Soderling delivered nine aces and sixty-one winners, nearly double that of Nadal and sailed to a 6-2 victory in the first set. Though Rafa was able to come back in the second, he couldn't quite get his footing and dropped the next two sets.

Among other firsts, it was the only time he's ever lost a best-of-five match on clay.

Once I got over the initial shock -- okay, I'm still not over it -- I began to wonder if Rafa's early exit could open the door for Federer to finally take his first French Open title and ultimately surpass Pete Sampras in number of Grand Slam titles. But I think a lot of people are breathing a little easier now.

Sure Roger is on something of a roll, having upset Rafa earlier this month in Madrid. But Nikolay Davydenko, who easily sent Fernando Verdasco packing, certainly has an easier road to the semifinals, and both Andy Murray and Juan Martin Del Potro must like their chances if they make it to the final now.

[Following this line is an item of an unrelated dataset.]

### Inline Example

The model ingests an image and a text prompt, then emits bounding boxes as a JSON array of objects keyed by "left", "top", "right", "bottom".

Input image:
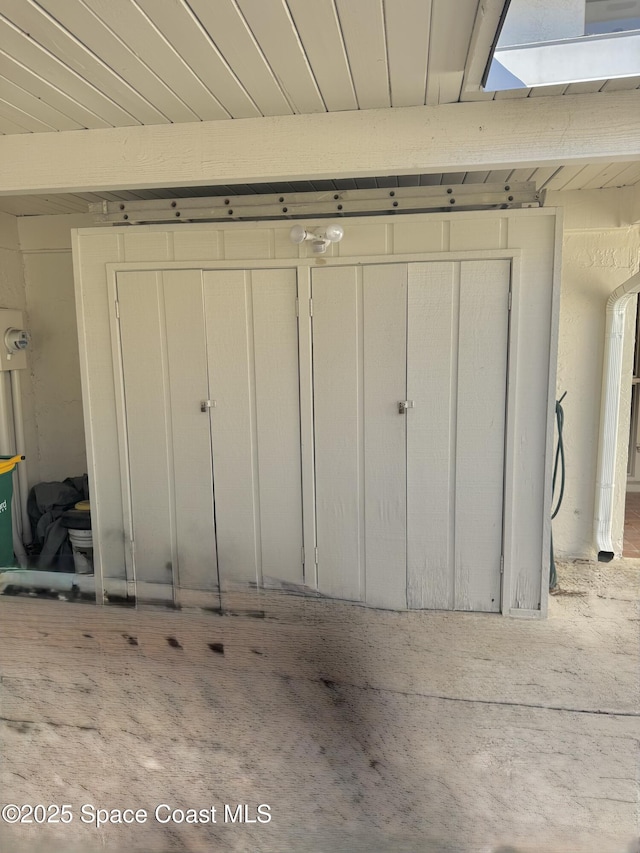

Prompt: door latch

There is a bigger implication to Rafa's loss though -- maybe the men's bracket is not quite as immovable as we thought. Nadal has such a huge lead over other opponents that losing in Paris early won't really affect his place at the top -- in fact he's already qualified for the year-end championships based on the points he's racked up this year. But there had been so much talk about Federer's game beginning to fall apart this year and Rafa's seeming indestructibility -- now on all surfaces. I don't think this turn of events is a signal that the tides are turning back, but surely other players now think they have a chance to make their own run for the top.

Incidentally it seemed to be a bad day for defending champs all around. Last year's women's titlist Ana Ivanovic also lost today, in straight sets to Victoria Azarenka who just earned her first Grand Slam quarterfinal. Though, to be honest, I'm surprised Ana made it this far at all -- other than a final apperance at Indian Wells, she hasn't been able to put together three straight wins at all this year. But some strong shots in earlier rounds makes the case that we shouldn't quite write her off just yet.

In any case, all is not lost -- it's only a few weeks before Wimbledon!

And good luck to all those left in Paris! It's gonna be a great fight!